Luminita schrieb:Ich denke, man kann gar nicht immer ruhig und sachlich auf alles reagieren, aber man sollte sich bemühen. In Diskussionen darf man schon irgendwie Emotionen einbringen, aber übertreiben sollte man doch auch nicht.
Dahingehend habe ich für mich aber einen höheren Anspruch gesetzt, der aber auch mit der Geschwindigkeit einer Diskussion zusammenhängt.
Die schriftliche Diskussion bietet ja den großen Vorteil, dass man sich prinzipiell nicht hetzen braucht und sich genug Zeit nehmen kann, wenn man sie braucht. Ich empfinde eine klare (schockierte und eingeschüchterte) Reaktion, wenn man mich bspw. anschreit oder einen meiner wunden Punkte trifft. Die gibt es auch im Schriftlichen, etwa wenn man meine Person auf die richtige Weise angreift und das lässt mich beim lesen auch nicht kalt.
Jetzt kommt das Thema Zeit ins Spiel.

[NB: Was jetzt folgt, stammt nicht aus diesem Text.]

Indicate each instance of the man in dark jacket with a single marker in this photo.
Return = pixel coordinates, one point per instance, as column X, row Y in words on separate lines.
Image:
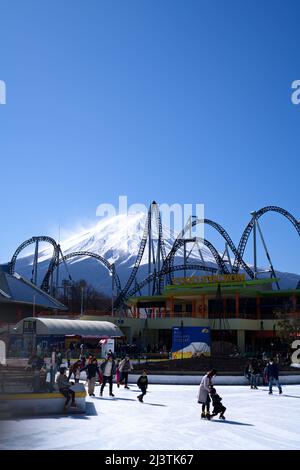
column 142, row 383
column 91, row 370
column 273, row 374
column 108, row 369
column 217, row 404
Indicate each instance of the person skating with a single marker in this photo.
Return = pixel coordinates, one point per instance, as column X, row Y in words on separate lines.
column 75, row 370
column 108, row 369
column 203, row 394
column 118, row 374
column 125, row 367
column 273, row 376
column 255, row 372
column 142, row 383
column 64, row 388
column 218, row 406
column 91, row 370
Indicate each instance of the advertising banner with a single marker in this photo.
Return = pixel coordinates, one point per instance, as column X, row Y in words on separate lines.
column 190, row 341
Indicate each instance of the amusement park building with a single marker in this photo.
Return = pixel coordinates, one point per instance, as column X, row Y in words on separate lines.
column 19, row 298
column 242, row 312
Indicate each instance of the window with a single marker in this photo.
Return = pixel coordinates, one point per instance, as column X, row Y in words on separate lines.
column 29, row 326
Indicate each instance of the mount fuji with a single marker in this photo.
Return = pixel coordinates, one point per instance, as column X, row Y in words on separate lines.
column 117, row 240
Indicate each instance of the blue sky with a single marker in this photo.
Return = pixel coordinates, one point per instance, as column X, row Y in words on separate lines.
column 177, row 101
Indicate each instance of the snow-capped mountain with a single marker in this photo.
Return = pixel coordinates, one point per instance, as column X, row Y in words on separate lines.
column 117, row 240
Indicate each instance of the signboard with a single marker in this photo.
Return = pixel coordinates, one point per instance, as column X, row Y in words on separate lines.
column 214, row 279
column 108, row 345
column 190, row 341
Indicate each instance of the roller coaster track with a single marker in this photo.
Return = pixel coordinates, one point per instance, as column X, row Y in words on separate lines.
column 109, row 266
column 179, row 242
column 147, row 229
column 167, row 268
column 226, row 237
column 249, row 228
column 163, row 272
column 53, row 261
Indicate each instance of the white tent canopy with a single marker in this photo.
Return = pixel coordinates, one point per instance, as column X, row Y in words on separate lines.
column 62, row 327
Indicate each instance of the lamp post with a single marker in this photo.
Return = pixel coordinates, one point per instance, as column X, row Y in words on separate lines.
column 33, row 307
column 111, row 273
column 181, row 339
column 81, row 305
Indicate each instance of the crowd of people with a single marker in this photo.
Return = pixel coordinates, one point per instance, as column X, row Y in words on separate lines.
column 104, row 373
column 207, row 392
column 262, row 370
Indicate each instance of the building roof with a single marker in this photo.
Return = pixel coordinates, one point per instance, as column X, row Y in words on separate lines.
column 62, row 327
column 16, row 289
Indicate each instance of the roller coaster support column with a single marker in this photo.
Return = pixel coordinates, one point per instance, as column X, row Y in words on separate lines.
column 149, row 247
column 112, row 274
column 57, row 272
column 35, row 263
column 254, row 244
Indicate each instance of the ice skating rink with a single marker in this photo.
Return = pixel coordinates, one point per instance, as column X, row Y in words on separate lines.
column 169, row 418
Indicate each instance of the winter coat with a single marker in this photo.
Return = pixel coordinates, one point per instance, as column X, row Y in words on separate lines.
column 216, row 399
column 125, row 366
column 255, row 367
column 142, row 381
column 91, row 370
column 113, row 367
column 63, row 382
column 272, row 371
column 204, row 389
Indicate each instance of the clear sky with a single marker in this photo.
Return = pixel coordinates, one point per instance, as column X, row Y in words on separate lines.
column 185, row 101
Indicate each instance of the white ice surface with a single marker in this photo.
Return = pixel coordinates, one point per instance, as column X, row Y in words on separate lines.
column 169, row 418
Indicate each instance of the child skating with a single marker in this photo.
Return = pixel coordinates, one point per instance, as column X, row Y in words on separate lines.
column 142, row 383
column 203, row 394
column 218, row 406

Während man mündlich möglichst schnell wieder funktionieren müsste, so musste ich mir über die Jahre auch erst angewöhnen, etwa Beleidigungen etc. setzen zu lassen und die Finger von der Tastatur fernzuhalten.

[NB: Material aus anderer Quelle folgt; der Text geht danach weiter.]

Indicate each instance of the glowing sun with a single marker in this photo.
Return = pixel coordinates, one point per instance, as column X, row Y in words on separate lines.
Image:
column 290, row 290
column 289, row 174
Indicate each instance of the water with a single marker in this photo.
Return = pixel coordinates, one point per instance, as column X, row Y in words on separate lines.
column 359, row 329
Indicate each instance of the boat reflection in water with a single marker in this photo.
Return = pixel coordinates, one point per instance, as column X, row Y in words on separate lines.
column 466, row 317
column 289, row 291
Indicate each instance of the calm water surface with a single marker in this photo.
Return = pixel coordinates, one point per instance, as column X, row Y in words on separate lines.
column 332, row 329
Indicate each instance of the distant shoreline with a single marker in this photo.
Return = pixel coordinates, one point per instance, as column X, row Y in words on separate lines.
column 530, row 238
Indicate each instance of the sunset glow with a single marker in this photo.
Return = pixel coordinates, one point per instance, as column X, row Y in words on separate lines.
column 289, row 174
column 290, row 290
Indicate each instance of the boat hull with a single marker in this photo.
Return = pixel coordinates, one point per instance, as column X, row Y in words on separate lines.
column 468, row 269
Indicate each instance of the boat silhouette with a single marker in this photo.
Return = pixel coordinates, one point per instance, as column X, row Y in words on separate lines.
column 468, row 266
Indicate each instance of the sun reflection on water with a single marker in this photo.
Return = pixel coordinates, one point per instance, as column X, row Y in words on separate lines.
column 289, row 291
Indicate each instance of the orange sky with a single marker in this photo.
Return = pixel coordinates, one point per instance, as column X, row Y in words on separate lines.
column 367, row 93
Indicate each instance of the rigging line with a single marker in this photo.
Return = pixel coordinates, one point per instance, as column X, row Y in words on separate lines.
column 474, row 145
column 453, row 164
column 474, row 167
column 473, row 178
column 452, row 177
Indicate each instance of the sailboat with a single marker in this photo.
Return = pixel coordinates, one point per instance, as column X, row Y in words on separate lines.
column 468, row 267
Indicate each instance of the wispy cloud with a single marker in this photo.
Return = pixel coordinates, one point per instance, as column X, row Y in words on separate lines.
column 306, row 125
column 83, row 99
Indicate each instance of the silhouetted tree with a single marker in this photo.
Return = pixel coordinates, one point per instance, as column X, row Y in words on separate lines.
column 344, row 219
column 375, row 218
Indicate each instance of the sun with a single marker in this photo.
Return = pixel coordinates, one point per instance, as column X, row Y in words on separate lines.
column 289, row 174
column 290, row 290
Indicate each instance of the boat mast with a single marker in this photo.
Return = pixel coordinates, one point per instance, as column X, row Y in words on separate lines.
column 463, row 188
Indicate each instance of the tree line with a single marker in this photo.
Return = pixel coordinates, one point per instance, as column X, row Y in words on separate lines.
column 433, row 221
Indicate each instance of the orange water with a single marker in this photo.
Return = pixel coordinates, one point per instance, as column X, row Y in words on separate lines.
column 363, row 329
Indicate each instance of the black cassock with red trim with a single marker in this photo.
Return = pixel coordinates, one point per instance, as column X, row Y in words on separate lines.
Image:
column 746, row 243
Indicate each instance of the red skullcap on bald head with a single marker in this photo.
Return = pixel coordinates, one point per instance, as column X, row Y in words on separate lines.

Wenn ich wirklich bei der Sache bleiben will, dann muss ich konsequenterweise auch meinen eigenen Fokus auf der Sache selbst behalten und den Rest ignorieren können! Das muss man halt erstmal üben, so sehr es auch in den Fingern jucken mag.

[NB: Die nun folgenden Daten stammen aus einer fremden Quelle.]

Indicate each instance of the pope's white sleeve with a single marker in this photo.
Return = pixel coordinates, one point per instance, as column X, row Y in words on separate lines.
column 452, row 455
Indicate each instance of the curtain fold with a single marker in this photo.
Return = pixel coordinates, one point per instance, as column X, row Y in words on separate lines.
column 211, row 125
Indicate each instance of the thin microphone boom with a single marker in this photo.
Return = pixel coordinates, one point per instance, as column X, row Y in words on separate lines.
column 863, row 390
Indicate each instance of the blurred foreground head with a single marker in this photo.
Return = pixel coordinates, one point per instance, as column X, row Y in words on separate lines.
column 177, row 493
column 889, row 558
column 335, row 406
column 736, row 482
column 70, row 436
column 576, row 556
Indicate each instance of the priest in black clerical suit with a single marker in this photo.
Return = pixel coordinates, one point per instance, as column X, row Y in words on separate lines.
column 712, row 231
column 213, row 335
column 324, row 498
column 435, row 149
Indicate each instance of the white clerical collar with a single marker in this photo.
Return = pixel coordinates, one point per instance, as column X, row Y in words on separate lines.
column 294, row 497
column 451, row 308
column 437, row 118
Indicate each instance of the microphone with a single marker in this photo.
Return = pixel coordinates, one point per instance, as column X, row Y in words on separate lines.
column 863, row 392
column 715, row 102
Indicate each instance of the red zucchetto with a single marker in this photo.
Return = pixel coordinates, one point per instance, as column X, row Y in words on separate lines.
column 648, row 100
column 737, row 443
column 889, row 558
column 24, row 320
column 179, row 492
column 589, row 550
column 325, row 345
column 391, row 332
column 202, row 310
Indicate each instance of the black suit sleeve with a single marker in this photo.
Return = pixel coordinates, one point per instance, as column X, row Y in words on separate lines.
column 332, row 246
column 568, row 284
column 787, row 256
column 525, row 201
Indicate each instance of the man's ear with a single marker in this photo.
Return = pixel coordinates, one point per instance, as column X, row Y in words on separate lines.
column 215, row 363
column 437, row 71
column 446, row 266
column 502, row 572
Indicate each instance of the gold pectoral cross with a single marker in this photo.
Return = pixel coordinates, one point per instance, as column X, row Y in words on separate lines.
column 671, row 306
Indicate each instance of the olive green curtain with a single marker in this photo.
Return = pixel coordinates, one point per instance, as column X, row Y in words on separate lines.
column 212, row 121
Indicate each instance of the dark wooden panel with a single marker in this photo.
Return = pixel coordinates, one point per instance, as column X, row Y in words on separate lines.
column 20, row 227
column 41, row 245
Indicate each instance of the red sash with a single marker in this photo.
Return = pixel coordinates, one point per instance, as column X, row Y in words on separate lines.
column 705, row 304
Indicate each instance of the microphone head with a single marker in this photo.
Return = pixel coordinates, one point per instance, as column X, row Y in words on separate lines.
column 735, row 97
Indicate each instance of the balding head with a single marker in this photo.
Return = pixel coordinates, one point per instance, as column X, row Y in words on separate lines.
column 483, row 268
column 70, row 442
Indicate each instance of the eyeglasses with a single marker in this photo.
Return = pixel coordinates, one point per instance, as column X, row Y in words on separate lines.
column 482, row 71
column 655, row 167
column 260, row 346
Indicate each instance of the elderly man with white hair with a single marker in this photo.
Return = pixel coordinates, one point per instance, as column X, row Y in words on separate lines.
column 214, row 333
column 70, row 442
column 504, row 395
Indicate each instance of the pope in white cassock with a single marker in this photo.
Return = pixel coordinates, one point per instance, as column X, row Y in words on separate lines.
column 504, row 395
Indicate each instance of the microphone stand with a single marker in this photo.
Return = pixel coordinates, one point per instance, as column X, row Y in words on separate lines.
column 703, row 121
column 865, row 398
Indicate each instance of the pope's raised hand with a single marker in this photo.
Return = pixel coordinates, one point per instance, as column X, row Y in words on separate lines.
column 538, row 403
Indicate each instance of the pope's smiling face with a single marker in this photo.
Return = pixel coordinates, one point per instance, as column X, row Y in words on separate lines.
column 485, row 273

Und wenn ich dann voll und ganz über die Sache sprechen möchte, dann frage ich mich auch bei jedem für mich interessanten Thema, warum ich dazu etwas schreiben möchte?
Kann ich andere/neue Argumente beitragen? Will ich überhaupt Gegenargumente hören? Usw.
Das primäre Ziel des Diskutierens heißt bei mir, dass ich gründlich über meine Argumente nachdenke und sie dann auf die Probe stelle. Manche halten Stand, andere brechen zusammen - und gerade letzteres ist wichtig wahrzunehmen.
Ich kann und werde nicht erwarten, dass ich einen Beitrag schreibe und dann dafür applaudiert werde - das ist nicht das Ziel! Das Ziel ist der Diskurs selbst und meine eigene Rolle darin vor Augen zu haben.
Es gibt genügend Diskussionen in denen ich zu verschiedenen Zeitpunkten (manchmal mehrere Jahre auseinander liegend) völlig gegensätzliche Standpunkte vertrat, eben weil sich Meinungen und Überzeugungen ständig wandeln (gerade meine eigenen); und da ich mit mir selbst nur eine gewisse Zeit selbst diskutieren kann, frage ich eben bspw. hier manchmal nach, ob alte Argumente noch Relevanz haben.
Kurzum: Wenn ich mich voll und ganz der Sache hingeben will, dann prüfe ich vorher, was ich zur Sache zu sagen habe. Frage mich selbst, ob ich im schlimmsten Falle auch meine momentane Einstellung zu Sache ändern möchte/könnte.
Und wenn das alles klar geht und der Diskurs im Gange ist, bleibt noch ständig zu kontrollieren, ob ich mich mit jemandem im Kreis drehe, um ggf. auszusteigen bevor mir gar nichts Neues mehr einfällt und ich dadurch Gefahr laufe, den Fokus auf die Sache zu verlieren.
Und das Sahnehäubchen ist noch, bei eventueller eigener Unsachlichkeit noch einmal nachzulesen, was mich dazu veranlasst hatte und diese Erfahrung im Hinterkopf zu behalten.
Sachlichkeit fängt für mich also zu allererst bei mir selbst an.
Und in diesem Sinne bin ich ehrlich gespannt, in wie weit darauf reagiert wird.
So oft wie der Wunsch nach Sachlichkeit geäußert wurde, kann ich mir gut vorstellen, dass damit auch etwas anderes gemeint wurde. Erzählt mal.